So this is what happens when a dying superpower and the belligerent amateurs in charge mishandle a conflict that is fast becoming a major world security scare. A flabby wordy stance by Bush initially, then suddenly some rhetoric that is hugely escalating Sakhashvili’s Georgian brinkmanship, and we may have World War III over a territory that is the size of Sydney’s greater West.
As soon as pictures of Russian ‘peacekeepers’ cowering in cellars in South Ossetia after Georgia’s incursion appeared on worldwide TV news, it was clear that Putin would take charge again and give the marching orders to restore Russian pride. Initially, as in a schoolboy brawl both sides claimed it was the other‘s fault, but the truth is that Sakhashvili did not poke the school bully but the local crime boss.
It is unclear whether we are witnessing sabre rattling or the old Soviet method: if in doubt move in a few tanks and occupy the capital. But in either case, Stalin’s ghost is rising over the hills of his Georgian home territory, where as a young swaggering gangster he cut his teeth with murder and mayhem before engaging in full-scale genocide as the Soviet Union’s dictator.
Despite the best efforts of their hero dissidents like Alexander Solzhenitsyn, a lot of Russians still love Stalin, the monster from Tiblissi. No matter that he solved the nationality problem through genocide by starvation, incarceration and mass execution - he defeated Hitler and made the Soviet Union strong.

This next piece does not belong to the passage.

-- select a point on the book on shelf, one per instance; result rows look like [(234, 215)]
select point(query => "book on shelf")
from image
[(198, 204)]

Putin wants to return to this glory after the collapse of the Soviet Union in 1989, and after the clownish Yeltsin drunkenly reeled through a defective and sickly democracy. Russians don’t relish being pushed around in areas which were their own fiefdoms once - rather like the U.S. attitude towards their ’backyard’ Central America. Also, there is the added bonus of controlling the pipeline that supplies a large amount of gas to Europe. And perhaps the greatest prize: the Georgian sea ports.
Georgia now finds she is paying horrifically for the unforgivable strategy error of her elected leader. Sakhashvili has unleashed a scenario whose dangers should have been obvious to anyone with even the most rudimentary understanding of recent history, let alone Sakhashvili himself whose early years must have been learning Russian in the Soviet education system.
Meanwhile the amateurs in Washington are belatedly waking up to this brand-new conflict which once again is partly their own doing: goading an insanely proud Russia by building aggressive looking defence systems in New European countries like Poland and other once Russian dominated countries, cocking a snoop at Moscow, inviting Georgia, a shaky democracy into NATO without really meaning it. Turning NATO itself from a staunch bulwark during the Cold War into a hugely extended and therefore ineffectual conglomerate, seemingly only to annoy the humiliated Eastern power.
Now Bush is announcing that he is sending humanitarian aid into a completely unstable region, with dire warnings to Russia about the safety of American personnel. If a single American is killed through intent or happenstance, we may see what we thought had become unthinkable: a shooting war between Russia and the West.
One wonders how all this will play out in the American election. Is all this political karma ripening too much for Obama? The next days will show his mettle. The crisis in Georgia is too dangerous for idle party political rhetoric. Real statesmanship is needed, and we will see the shape of things to come, for better or for worse.